Dennis Daugaard's new education plan is a lot like the impression I've gotten of Daugaard himself during the gubernatorial campaign: decent, reasonable, mild... and missing the biggest point. Ask any teacher, administrator, or school board member to name the biggest problem facing South Dakota's K-12 system, and I'll bet nine times out of ten, the answer will be "Funding." Yet as Rutland's Dr. Fahrenwald observes, the Daugaard plan does not address the heart of the funding problem.

Oh, Daugaard does mention funding. His "Commitment to Funding Education" gets a full page and spillover.

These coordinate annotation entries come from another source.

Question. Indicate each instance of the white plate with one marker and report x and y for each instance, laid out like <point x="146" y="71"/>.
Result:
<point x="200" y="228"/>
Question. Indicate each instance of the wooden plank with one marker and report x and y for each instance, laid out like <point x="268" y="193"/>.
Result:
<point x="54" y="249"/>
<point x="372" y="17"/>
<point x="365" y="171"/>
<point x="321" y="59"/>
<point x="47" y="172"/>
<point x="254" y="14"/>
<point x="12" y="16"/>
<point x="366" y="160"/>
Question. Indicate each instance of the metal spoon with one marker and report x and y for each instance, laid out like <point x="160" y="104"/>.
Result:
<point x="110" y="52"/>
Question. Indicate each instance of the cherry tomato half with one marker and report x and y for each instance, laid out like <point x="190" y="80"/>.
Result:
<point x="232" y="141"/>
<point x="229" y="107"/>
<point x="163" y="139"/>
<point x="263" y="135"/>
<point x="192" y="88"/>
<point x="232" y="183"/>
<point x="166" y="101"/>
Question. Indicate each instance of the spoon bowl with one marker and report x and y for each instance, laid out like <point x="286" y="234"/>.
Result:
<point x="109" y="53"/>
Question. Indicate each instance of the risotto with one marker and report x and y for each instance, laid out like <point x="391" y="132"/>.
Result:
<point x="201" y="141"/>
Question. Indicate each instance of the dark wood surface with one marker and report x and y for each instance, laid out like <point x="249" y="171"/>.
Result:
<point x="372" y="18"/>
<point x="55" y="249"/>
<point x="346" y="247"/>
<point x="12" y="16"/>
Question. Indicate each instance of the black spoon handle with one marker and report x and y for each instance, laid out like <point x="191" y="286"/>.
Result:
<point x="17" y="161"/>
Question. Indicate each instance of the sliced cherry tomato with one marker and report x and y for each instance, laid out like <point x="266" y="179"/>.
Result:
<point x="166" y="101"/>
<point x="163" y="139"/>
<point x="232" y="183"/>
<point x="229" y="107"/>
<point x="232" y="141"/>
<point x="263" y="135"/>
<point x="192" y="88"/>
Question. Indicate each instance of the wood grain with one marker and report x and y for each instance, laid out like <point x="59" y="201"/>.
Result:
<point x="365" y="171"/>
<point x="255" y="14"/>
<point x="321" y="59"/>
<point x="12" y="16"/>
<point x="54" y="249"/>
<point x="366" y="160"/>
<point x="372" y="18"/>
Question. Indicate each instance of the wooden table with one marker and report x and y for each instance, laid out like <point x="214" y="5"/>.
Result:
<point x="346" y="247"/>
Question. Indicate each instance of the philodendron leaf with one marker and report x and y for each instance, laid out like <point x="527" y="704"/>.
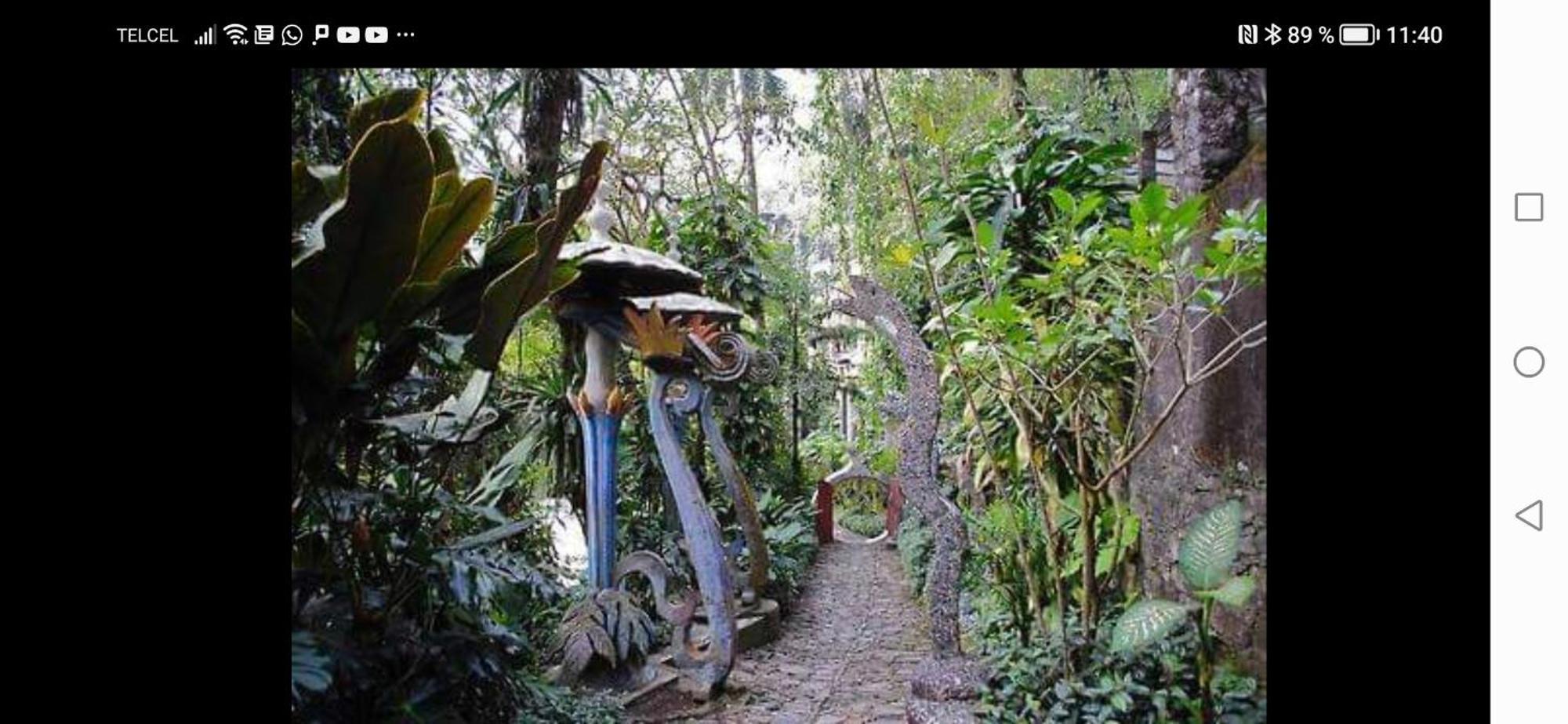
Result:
<point x="510" y="246"/>
<point x="532" y="279"/>
<point x="441" y="151"/>
<point x="449" y="226"/>
<point x="310" y="196"/>
<point x="372" y="240"/>
<point x="404" y="104"/>
<point x="445" y="190"/>
<point x="1236" y="591"/>
<point x="1145" y="623"/>
<point x="1208" y="551"/>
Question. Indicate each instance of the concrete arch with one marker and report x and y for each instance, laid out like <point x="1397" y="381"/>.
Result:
<point x="857" y="471"/>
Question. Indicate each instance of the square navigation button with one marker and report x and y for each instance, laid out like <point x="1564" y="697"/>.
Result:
<point x="1530" y="207"/>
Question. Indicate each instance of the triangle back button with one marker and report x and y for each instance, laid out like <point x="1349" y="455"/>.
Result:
<point x="1531" y="515"/>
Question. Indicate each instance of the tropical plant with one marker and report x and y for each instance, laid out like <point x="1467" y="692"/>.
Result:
<point x="793" y="541"/>
<point x="1207" y="555"/>
<point x="408" y="602"/>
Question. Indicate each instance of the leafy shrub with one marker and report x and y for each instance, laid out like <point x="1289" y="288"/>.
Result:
<point x="915" y="549"/>
<point x="865" y="524"/>
<point x="1158" y="684"/>
<point x="793" y="541"/>
<point x="410" y="604"/>
<point x="1208" y="551"/>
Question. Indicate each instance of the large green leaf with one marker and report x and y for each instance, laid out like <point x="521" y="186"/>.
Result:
<point x="449" y="226"/>
<point x="311" y="667"/>
<point x="446" y="188"/>
<point x="372" y="240"/>
<point x="310" y="196"/>
<point x="1145" y="623"/>
<point x="405" y="104"/>
<point x="510" y="246"/>
<point x="1208" y="551"/>
<point x="532" y="279"/>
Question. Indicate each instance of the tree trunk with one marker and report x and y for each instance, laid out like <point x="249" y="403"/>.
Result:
<point x="554" y="91"/>
<point x="1020" y="91"/>
<point x="1214" y="447"/>
<point x="749" y="130"/>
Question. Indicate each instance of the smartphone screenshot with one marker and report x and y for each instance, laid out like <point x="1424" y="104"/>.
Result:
<point x="815" y="370"/>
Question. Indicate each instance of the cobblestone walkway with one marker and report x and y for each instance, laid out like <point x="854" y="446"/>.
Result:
<point x="848" y="653"/>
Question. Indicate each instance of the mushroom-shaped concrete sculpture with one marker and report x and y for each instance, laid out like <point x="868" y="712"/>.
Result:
<point x="722" y="358"/>
<point x="609" y="276"/>
<point x="608" y="273"/>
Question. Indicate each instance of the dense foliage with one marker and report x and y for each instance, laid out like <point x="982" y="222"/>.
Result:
<point x="438" y="464"/>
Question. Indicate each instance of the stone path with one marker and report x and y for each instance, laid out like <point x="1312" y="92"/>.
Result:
<point x="848" y="653"/>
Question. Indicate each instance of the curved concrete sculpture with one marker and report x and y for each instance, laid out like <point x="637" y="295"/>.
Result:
<point x="945" y="684"/>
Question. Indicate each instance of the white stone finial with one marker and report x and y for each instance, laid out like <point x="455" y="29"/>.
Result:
<point x="600" y="216"/>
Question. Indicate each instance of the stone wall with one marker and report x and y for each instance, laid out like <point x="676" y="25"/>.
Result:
<point x="1216" y="444"/>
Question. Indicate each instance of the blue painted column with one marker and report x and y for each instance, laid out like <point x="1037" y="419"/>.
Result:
<point x="600" y="411"/>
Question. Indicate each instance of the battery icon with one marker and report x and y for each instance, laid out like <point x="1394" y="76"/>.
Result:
<point x="1357" y="35"/>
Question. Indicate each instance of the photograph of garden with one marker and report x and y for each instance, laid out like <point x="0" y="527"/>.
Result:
<point x="779" y="395"/>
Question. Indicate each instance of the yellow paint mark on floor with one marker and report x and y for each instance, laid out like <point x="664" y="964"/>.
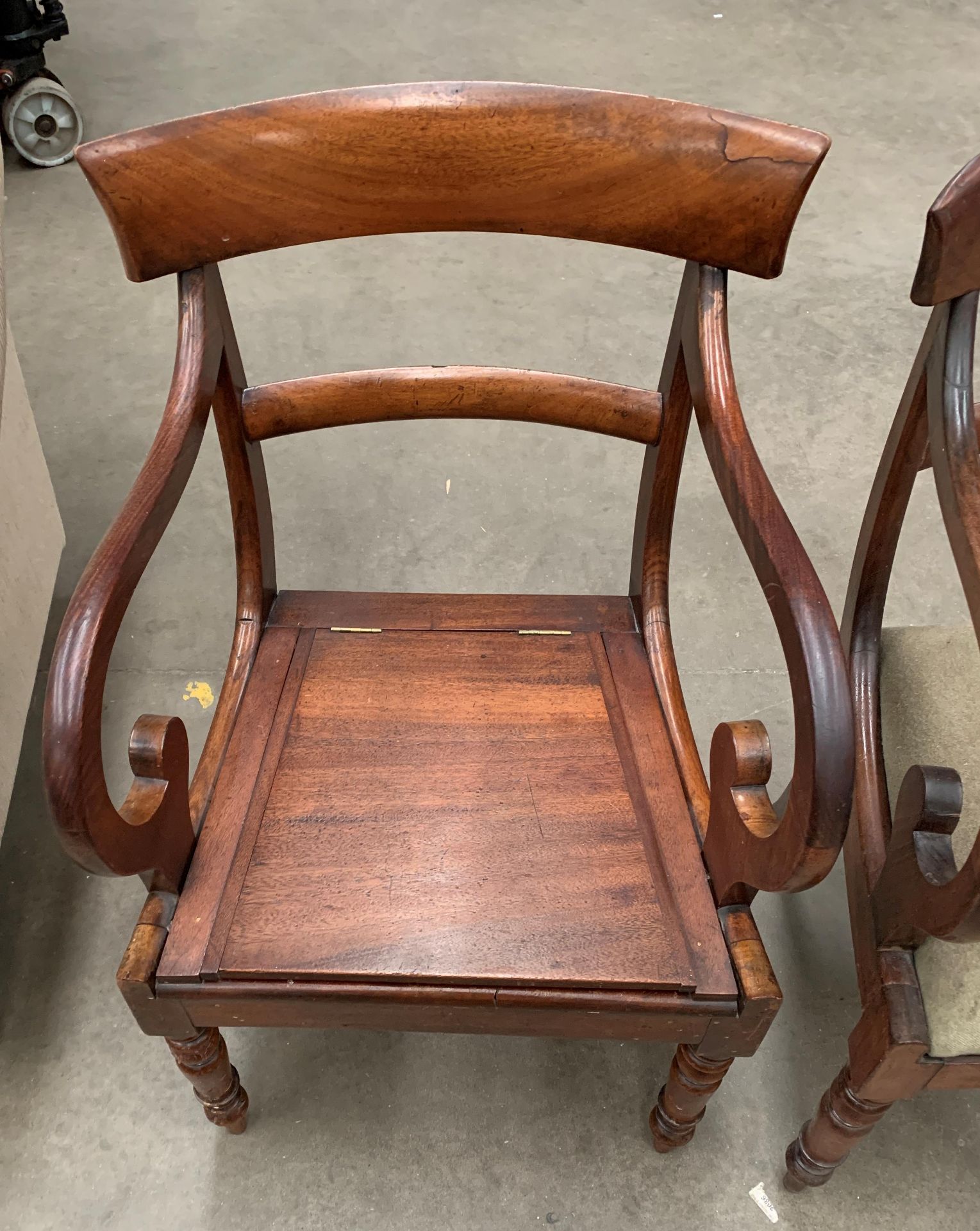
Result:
<point x="197" y="690"/>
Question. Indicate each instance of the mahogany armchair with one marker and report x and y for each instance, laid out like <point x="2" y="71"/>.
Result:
<point x="913" y="863"/>
<point x="452" y="812"/>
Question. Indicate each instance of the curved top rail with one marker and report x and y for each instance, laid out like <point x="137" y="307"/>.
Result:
<point x="949" y="265"/>
<point x="389" y="394"/>
<point x="672" y="178"/>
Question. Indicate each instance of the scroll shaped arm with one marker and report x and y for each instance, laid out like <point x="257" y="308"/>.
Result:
<point x="152" y="833"/>
<point x="920" y="892"/>
<point x="750" y="844"/>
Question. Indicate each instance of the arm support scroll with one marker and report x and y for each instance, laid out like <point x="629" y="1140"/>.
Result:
<point x="750" y="844"/>
<point x="152" y="833"/>
<point x="920" y="892"/>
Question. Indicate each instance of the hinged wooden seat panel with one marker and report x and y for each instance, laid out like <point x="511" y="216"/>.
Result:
<point x="453" y="807"/>
<point x="454" y="823"/>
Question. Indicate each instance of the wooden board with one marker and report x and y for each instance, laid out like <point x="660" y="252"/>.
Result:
<point x="447" y="805"/>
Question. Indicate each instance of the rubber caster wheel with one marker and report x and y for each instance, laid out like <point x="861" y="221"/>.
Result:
<point x="42" y="122"/>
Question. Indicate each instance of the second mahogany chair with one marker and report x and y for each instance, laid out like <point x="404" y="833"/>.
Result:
<point x="476" y="813"/>
<point x="913" y="863"/>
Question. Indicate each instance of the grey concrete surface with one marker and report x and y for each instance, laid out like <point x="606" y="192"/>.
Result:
<point x="421" y="1132"/>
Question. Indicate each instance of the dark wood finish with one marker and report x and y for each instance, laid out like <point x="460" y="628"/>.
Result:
<point x="488" y="813"/>
<point x="681" y="1103"/>
<point x="533" y="1012"/>
<point x="747" y="845"/>
<point x="203" y="1062"/>
<point x="393" y="394"/>
<point x="674" y="178"/>
<point x="466" y="614"/>
<point x="949" y="265"/>
<point x="541" y="879"/>
<point x="842" y="1119"/>
<point x="219" y="835"/>
<point x="751" y="845"/>
<point x="902" y="883"/>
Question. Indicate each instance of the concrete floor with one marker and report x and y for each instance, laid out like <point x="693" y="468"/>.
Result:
<point x="424" y="1132"/>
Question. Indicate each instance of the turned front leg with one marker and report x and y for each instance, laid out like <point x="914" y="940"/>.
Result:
<point x="842" y="1119"/>
<point x="203" y="1062"/>
<point x="691" y="1082"/>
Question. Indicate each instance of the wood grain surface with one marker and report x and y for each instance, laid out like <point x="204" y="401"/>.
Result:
<point x="452" y="808"/>
<point x="389" y="394"/>
<point x="674" y="178"/>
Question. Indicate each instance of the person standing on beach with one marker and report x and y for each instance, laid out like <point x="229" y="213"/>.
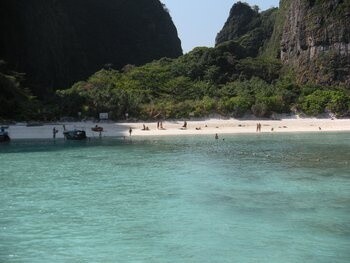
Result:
<point x="54" y="131"/>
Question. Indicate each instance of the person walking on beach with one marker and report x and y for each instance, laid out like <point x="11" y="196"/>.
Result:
<point x="54" y="131"/>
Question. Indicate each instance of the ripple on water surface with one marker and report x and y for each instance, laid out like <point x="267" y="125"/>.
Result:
<point x="248" y="198"/>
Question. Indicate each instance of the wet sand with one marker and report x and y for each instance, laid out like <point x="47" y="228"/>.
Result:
<point x="209" y="126"/>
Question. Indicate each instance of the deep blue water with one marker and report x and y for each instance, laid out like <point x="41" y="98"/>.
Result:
<point x="247" y="198"/>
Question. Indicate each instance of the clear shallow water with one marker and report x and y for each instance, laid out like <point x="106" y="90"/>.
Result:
<point x="248" y="198"/>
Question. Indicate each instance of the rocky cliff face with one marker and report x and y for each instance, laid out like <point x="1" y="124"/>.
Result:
<point x="311" y="36"/>
<point x="58" y="42"/>
<point x="316" y="40"/>
<point x="248" y="27"/>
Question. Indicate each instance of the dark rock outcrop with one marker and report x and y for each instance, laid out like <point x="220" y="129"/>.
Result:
<point x="248" y="27"/>
<point x="58" y="42"/>
<point x="315" y="40"/>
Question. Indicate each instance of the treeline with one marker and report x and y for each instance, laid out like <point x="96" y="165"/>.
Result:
<point x="202" y="82"/>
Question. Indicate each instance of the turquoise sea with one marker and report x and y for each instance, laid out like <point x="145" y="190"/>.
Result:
<point x="242" y="198"/>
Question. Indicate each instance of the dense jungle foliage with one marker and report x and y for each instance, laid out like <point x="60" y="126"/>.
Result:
<point x="203" y="82"/>
<point x="237" y="77"/>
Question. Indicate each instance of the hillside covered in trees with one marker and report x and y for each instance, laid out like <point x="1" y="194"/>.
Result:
<point x="247" y="72"/>
<point x="59" y="42"/>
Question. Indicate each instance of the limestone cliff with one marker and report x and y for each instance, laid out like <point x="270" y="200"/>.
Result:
<point x="248" y="27"/>
<point x="315" y="40"/>
<point x="58" y="42"/>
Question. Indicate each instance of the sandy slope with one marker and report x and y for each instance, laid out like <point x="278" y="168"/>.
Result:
<point x="210" y="126"/>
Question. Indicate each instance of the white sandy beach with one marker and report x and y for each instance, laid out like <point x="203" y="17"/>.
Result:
<point x="209" y="126"/>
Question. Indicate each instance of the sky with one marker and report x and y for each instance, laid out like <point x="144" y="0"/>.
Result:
<point x="198" y="21"/>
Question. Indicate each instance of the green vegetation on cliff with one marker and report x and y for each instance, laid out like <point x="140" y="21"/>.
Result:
<point x="59" y="42"/>
<point x="254" y="69"/>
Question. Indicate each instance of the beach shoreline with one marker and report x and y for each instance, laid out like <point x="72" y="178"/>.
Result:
<point x="174" y="128"/>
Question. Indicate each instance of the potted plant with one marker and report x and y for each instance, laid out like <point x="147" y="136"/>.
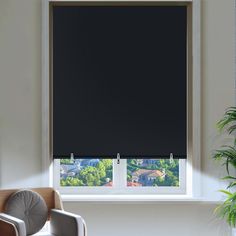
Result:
<point x="227" y="156"/>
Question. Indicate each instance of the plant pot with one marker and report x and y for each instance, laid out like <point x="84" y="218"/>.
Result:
<point x="233" y="232"/>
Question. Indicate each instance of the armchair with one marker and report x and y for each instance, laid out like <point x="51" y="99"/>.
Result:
<point x="61" y="223"/>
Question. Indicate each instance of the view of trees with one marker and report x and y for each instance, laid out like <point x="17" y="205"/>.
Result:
<point x="169" y="171"/>
<point x="98" y="172"/>
<point x="84" y="172"/>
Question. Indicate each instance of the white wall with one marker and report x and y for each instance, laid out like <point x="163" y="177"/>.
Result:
<point x="20" y="93"/>
<point x="20" y="122"/>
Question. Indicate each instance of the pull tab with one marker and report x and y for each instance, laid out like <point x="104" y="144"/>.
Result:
<point x="72" y="157"/>
<point x="118" y="158"/>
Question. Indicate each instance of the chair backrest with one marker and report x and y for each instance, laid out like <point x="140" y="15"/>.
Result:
<point x="50" y="196"/>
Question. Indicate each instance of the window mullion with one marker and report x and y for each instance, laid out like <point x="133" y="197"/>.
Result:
<point x="119" y="174"/>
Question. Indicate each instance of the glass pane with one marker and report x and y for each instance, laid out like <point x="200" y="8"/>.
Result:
<point x="152" y="172"/>
<point x="86" y="172"/>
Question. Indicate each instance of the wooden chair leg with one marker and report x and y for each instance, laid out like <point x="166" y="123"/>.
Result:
<point x="7" y="229"/>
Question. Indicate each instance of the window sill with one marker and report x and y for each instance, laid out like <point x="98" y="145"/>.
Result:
<point x="133" y="198"/>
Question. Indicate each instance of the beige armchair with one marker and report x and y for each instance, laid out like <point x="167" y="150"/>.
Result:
<point x="61" y="223"/>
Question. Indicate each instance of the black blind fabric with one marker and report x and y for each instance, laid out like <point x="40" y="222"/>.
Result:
<point x="119" y="81"/>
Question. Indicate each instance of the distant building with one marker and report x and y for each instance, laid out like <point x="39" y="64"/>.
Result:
<point x="68" y="170"/>
<point x="129" y="184"/>
<point x="146" y="177"/>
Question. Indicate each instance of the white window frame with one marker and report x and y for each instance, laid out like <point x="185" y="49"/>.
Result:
<point x="189" y="175"/>
<point x="119" y="182"/>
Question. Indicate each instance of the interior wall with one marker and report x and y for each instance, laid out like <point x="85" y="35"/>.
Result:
<point x="20" y="122"/>
<point x="20" y="93"/>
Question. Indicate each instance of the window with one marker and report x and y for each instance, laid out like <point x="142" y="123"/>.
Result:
<point x="156" y="172"/>
<point x="139" y="176"/>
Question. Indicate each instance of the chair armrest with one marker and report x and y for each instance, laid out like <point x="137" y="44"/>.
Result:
<point x="63" y="223"/>
<point x="11" y="226"/>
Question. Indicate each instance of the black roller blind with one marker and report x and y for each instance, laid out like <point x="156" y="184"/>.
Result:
<point x="119" y="81"/>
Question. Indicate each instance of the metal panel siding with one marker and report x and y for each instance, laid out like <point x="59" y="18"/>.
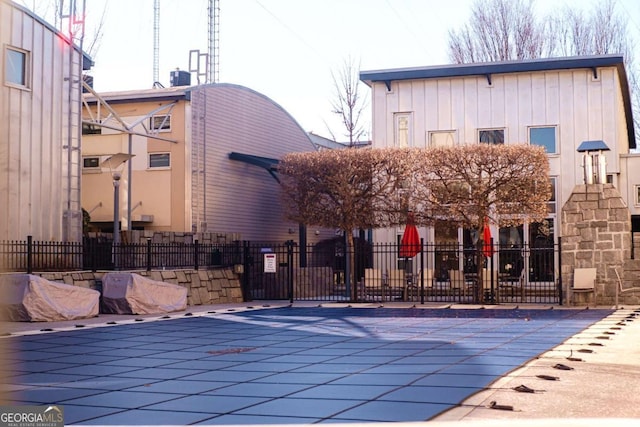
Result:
<point x="242" y="198"/>
<point x="33" y="186"/>
<point x="582" y="109"/>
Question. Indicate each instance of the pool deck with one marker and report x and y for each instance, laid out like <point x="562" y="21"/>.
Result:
<point x="466" y="365"/>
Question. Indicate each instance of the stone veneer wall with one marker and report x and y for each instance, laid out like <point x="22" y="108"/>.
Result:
<point x="204" y="287"/>
<point x="596" y="232"/>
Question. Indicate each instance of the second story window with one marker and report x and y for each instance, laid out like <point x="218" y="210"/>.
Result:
<point x="91" y="163"/>
<point x="160" y="123"/>
<point x="16" y="68"/>
<point x="442" y="138"/>
<point x="403" y="130"/>
<point x="491" y="136"/>
<point x="159" y="160"/>
<point x="544" y="136"/>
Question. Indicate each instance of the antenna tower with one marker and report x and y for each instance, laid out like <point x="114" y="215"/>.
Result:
<point x="214" y="40"/>
<point x="156" y="41"/>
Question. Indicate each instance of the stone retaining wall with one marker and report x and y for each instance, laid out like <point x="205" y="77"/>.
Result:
<point x="218" y="286"/>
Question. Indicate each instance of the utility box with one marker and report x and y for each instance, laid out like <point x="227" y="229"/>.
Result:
<point x="180" y="78"/>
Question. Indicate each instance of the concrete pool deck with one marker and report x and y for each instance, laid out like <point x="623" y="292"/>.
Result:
<point x="459" y="364"/>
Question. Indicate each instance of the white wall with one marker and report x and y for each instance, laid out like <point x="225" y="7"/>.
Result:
<point x="580" y="106"/>
<point x="39" y="141"/>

He speaks of hope and consider and scrutiny and conversation. He even recognizes the basic market fact that we may need to pay more to recruit and retain the best teachers. But Daugaard never says what practical policies he would pursue to put more money into our schools. Daugaard plays my old Republican line: he thinks everything can be solved by magic. Cut regulations, don't raise taxes, wait for the economy to recover, and presto! the problem will solve itself! (What is it this year with Republicans and magic tricks?)

Daugaard ignores his own administration's raiding of new stimulus assistance to reduce state expenditures on education this year (Dennis, M. Mike: if you want to recover from the recession, you have to spend the stimulus dollars in addition to already allocated spending). Daugaard doesn't even really commit to increasing funding. Instead, he defends the Legislature's decision this year to deny our schools the funding increase they were promised by law while giving a foreign oil giant TransCanada $38 million in tax breaks.

Daugaard's challenger, Democrat Scott Heidepriem, is all over the Republicans on this issue. Heidepriem sets some clear funding objectives: he plans to restore education funding to Janklow-era levels of 39% of the general fund, up from the 31% to which the Rounds Administration has let it drop. Heidepriem then tells us where he'll get the money to make that happen:
  1. Require the State’s Education budget to be adopted by the midpoint of each legislative session.
  2. Close the Loophole in the Contractor’s Excise Tax and restore TransCanada’s $10.5 million for education.
  3. Reduce the size of state government in several ways including the elimination of “phantom” state FTEs (Full Time Employees).
  4. Sell the State’s unnecessary “surplus” airplanes.
  5. Eliminate “no-bid” contracts where state business is currently doled out without a competitive, free-market process [from Heidepriem campaign press release, 2010.09.15].
Now this release doesn't guarantee those numbers add up to the 39% level. Passing the budget earlier only shorten the procrastination period and move the rush back four weeks. Selling the planes will provide mostly a one-time savings, though there will still be ongoing savings from maintenance. But shutting the tax loopholes and making TransCanada pay its fair share are definite winners for education. And where Daugaard's faith in the free market excuses him to sit around and do nothing, Heidepriem actually applies free-market principles to government contract procedures to save us money.

On education, Daugaard is offering stale free-market fundamentalist wishes and dreams. Heidepriem is offering a practical plan. Advantage Heidepriem.